日本人にとって、お米というものは別格の食材だと思います。一時期、「炭水化物は太るから、お米も太る」という考えが広まり、お米が遠ざけられていたこともありました。しかし、「米か、小麦か」という選択肢においては、お米のほうが健康的ではないかと僕は思っています。
それに、お米はそれだけで力を持っている食材です。炊いたお米をそのまま握っただけの「おにぎり」が至るところで愛されていますし、今は世界中でも「おにぎり」が大人気になっていますよね。
日本産のお米には、様々な品種があり、それぞれに食感や味わいの特徴が違うところも面白いですが、実はそれだけじゃない。新潟の魚沼には、たくさんのおにぎり屋さんがあって、実際に食べ比べてみると、お米の炊き方や握り方によって味わいが全く違うことに驚きました。
僕は、フレンチの料理人を30年もやってきましたが、ただお米を握っただけの「おにぎり」の美味しさには勝てないと感じます。日本産のお米の持つ力はとにかく絶大なので、美味しいものを作るために日々、研鑽を続けている料理人としては、羨ましくも嫉妬してしまうところもありますね。

日本産のお米を味わうなら、
釜を開けるところから楽しんでほしい
日本産のお米を味わうなら、ぜひ釜を開けるところから楽しんでいただきたいと思います。立ち昇る湯気の香りを味わいながら、つやつやと輝く炊き立てのごはんをしゃもじでかき混ぜる瞬間は、とても贅沢なものです。例えるなら、足跡ひとつない新雪に一歩を踏み出すときのような特別感があるのです。

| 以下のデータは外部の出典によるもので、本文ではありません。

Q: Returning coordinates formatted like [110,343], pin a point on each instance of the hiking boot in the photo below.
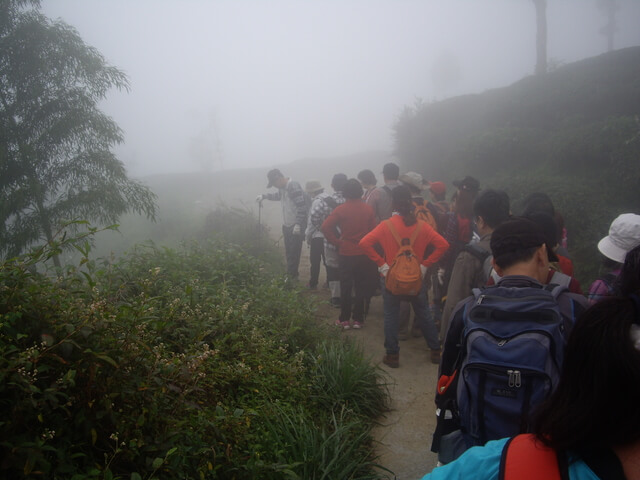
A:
[435,356]
[392,360]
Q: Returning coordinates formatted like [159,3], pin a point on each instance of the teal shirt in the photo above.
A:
[483,463]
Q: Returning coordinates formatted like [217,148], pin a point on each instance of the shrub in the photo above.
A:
[164,364]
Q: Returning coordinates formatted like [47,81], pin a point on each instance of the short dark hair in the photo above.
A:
[492,206]
[629,279]
[338,181]
[367,176]
[602,361]
[391,171]
[515,240]
[352,189]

僕がお米を炊くときにこだわっているのは、「一度に炊くのは3合まで」ということです。3合以上になると、釜に満ちる香りが物足りなくなってしまいます。また、柔らかいお米が好きなので、水を多めに入れて炊くことにしています。お米3合なら、3.5合分の水を入れますね。
日本産のお米は、吸水をさせなくても十分に美味しく食べられますが、水加減だけは大事。逆に言えば、せっかちな方や面倒なことが苦手な方でも、水加減さえ気をつけておけば、日本産のお米は美味しく食べられるのです。もちろん、好みの柔らかさは人それぞれに違うものでしょうから、いろんな水加減で炊いてみて、自分の好みの食感を探してみるのも楽しいと思います。
パスタやパンの場合は小麦を加工することが必要ですが、日本産のお米はそのまま炊けばそれだけでもう美味しい。茶碗の中で楽しむのもいいですが、シンプルにおにぎりにして味わうのもおすすめですね。ぜひとも多くの方に、日本のお米の魅力を知っていただきたいと思います。

Recommended dish
Ata Bouillabaisse Ataのブイヤベース
Ataを訪れる人の誰もが注文する人気メニュー。目利きの仲卸業者からその日に仕入れた真鯛のアラをたっぷりと使用して贅沢に出汁をとり、独自に調合したハーブを煮出したハーブ・ウォーターを用いて真鯛の身を焼き、旨みを引き出す。具材はそれぞれベストな食感に調理しているため、旬の野菜はほろりと口中に溶け、ムール貝はプリッとした歯応えに。真鯛とハーブの滋味深い味わいと共に、絶妙な食感も楽しめる逸品。